+\subsection{Analysis}
+
+We now examine the protocol in a more formal setting, with the objective of
+characterizing our requirements for the function $\oracle{H}$. Fix a
+\emph{group description} $\mathcal{G} = (G, q, g)$, where $G$ is a cyclic
+group of prime order $q$ generated by $g \in G$, and a function
+$\oracle{H}\colon \{ 0, 1 \}^* \to \{ 0, 1 \}^L$. Define the
+\emph{authentication oracle} $\oracle{O}_{\mathcal{G}, \oracle{H}}(\alpha, x,
+h)$, where $\alpha \in \mathbb{Z} / q \mathbb{Z}$, $x \in g$ and $h \in \{ 0,
+1 \}^L$, to return $x^\alpha$ if $h = \oracle{H}(x^\alpha)$ and the symbol
+$\bot$ otherwise.
+
+We introduce two experiments:
+\begin{tabular}[C]{@{}G|G@{}}
+ \begin{program}
+ \quad \= \quad \= \kill
+ Experiment $\expt{uni-cca}{A_{\text{cca}}, \oracle{H}}(\mathcal{G})$ \\
+ \> $\alpha, \tau \rgets \mathbb{Z}/q\mathbb{Z}$; \\
+ \> $R \gets
+ A_{\text{cca}}
+ ^{\oracle{O}_{\mathcal{G}, \oracle{H}}(\alpha, \cdot, \cdot),
+ \oracle{H}
+ (\cdot)}
+ (g^\alpha, g^\tau, \oracle{H}(g^{\alpha\tau}))$; \\
+ \> \textbf{if} $R = g^{\alpha\tau}$ \textbf{then} \textbf{return} $1$; \\
+ \> \textbf{else} \textbf{return} $0$;
+ \end{program}
+ &
+ \begin{program}
+ \quad \= \quad \= \kill
+ Experiment $\expt{uni-no}{A}(\mathcal{G})$ \\
+ \> $\alpha, \tau \rgets \mathbb{Z}/q\mathbb{Z}$; \\
+ \> $R \gets A(g^\alpha, g^\tau)$; \\
+ \> \textbf{if} $R = g^{\alpha\tau}$ \textbf{then} \textbf{return} $1$; \\
+ \> \textbf{else} \textbf{return} $0$;
+ \end{program}
+\end{tabular}
+We mandate that the adversary $A_{\text{cca}}$ never query its authentication
+oracle with the test challenge $g^\tau$.
+
+We will consider a function $\oracle{H}$ to be suitable for our purposes if
+for any adversary $A_{\text{cca}}$, there is an adversary $A$ for which the
+distributions of $\expt{uni-cca}{A_{\text{cca}}, \oracle{H}}(\mathcal{G})$
+and $\expt{uni-no}{A}(\mathcal{G})$ are computationally indistinguishable.
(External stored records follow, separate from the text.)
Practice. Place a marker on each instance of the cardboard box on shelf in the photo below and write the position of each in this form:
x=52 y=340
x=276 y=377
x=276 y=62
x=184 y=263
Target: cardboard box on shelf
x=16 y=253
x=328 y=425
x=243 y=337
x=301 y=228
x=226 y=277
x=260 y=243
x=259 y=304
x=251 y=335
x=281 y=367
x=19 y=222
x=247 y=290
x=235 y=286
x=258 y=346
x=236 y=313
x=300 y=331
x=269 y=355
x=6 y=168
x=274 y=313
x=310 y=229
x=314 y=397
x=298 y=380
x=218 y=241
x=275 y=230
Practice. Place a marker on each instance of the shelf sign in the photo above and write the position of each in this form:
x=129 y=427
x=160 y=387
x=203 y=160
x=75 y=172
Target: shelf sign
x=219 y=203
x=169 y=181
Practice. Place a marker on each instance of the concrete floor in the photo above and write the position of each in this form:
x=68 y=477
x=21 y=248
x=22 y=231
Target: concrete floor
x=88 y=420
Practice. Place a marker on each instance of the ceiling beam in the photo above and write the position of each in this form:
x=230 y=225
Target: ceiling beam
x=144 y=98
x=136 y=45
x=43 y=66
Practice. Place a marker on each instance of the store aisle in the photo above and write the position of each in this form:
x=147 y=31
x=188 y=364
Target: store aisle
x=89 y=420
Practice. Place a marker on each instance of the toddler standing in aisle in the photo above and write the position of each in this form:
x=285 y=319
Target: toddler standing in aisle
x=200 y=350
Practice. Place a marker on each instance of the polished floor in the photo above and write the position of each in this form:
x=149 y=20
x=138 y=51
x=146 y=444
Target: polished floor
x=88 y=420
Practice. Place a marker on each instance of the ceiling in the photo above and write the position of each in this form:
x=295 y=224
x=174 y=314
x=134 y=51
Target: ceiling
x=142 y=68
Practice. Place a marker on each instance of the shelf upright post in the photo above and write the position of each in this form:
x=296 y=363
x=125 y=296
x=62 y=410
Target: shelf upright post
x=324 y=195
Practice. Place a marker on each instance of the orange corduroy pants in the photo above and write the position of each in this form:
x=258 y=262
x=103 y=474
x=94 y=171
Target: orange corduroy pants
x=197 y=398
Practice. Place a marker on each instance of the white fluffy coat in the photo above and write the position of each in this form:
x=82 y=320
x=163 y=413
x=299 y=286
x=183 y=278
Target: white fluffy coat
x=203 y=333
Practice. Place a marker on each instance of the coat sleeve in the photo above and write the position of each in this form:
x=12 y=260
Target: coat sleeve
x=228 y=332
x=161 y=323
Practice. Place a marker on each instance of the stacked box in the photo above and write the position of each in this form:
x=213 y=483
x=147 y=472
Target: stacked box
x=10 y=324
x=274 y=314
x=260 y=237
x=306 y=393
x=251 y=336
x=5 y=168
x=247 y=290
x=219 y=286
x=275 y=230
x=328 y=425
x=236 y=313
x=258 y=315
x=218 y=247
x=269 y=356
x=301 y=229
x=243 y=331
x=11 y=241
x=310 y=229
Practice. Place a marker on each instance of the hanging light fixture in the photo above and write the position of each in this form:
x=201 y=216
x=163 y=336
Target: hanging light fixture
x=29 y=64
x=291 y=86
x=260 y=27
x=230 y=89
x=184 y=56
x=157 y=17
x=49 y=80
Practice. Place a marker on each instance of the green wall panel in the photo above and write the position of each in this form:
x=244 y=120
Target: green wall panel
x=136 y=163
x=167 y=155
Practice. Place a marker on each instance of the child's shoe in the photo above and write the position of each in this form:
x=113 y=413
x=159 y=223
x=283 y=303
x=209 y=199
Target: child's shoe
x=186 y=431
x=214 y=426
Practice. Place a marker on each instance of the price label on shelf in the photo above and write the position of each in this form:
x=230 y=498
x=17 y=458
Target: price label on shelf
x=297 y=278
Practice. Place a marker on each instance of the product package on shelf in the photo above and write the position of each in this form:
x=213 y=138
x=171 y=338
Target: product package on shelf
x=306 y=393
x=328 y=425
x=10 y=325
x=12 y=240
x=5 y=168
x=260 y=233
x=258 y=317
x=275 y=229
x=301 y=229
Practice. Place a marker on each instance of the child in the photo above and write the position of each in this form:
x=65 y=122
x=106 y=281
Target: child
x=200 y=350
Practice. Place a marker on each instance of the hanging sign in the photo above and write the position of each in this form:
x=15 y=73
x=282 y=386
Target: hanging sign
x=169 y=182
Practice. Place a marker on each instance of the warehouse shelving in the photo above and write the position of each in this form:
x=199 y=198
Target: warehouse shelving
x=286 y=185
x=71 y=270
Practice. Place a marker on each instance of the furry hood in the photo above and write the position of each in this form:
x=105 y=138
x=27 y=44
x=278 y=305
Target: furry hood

+Intuitively, this means that the authentication oracle isn't useful in
+attacking the protocol: any adversary which has access to an oracle can be
+replaced by one which has approximately the same probability of success but
+without oracle access.
+
+We first prove that a random oracle \cite{Bellare:1993:ROP} makes a
+`suitable' function.
+
+\begin{theorem}
+ If $\oracle{H}$ is a random oracle with $L$-bit output, where $L$ is some
+ polynomial function of the length of $q$, then, for any adversary
+ $A_{\text{cca}}$, there exists an adversary $A$ such that
+ \[ \expt{uni-cca}{A_{\text{cca}}, \oracle{H}}(\mathcal{G})
+ \compind \expt{uni-no}{A}(\mathcal{G}) \]
+\end{theorem}
+\begin{proof}
+ The idea behind the proof is that we construct an adversary $A$ in terms of
+ the given adversary $A_{\text{cca}}$ with the same output in all but
+ negligibly few cases.
+
+ Our adversary $A$ isn't provided with either oracle supplied to
+ $A_{\text{cca}}$.
+
+ Simulating the random oracle is easy. $A$ maintains a table, initially
+ empty, of pairs $(q, r)$. When the oracle is invoked on input $q$, we look
+ it up in the table: if there is some entry $(q, r)$, it returns $r$;
+ otherwise we toss coins to choose a new output $r$ and add $(q, r)$ to the
+ table. This is obviously a polynomial-time activity, since
+ $A_{\text{cca}}$ makes only polynomially many queries, and answering each
+ one takes polynomial time.
+
+ The authentication oracle is a little harder. Suppose $A_{\text{cca}}$
+ makes a query $(x, h)$. If there is an entry $(q, h)$ in the random oracle
+ table, the authentication oracle returns $q$; otherwise it returns $\bot$.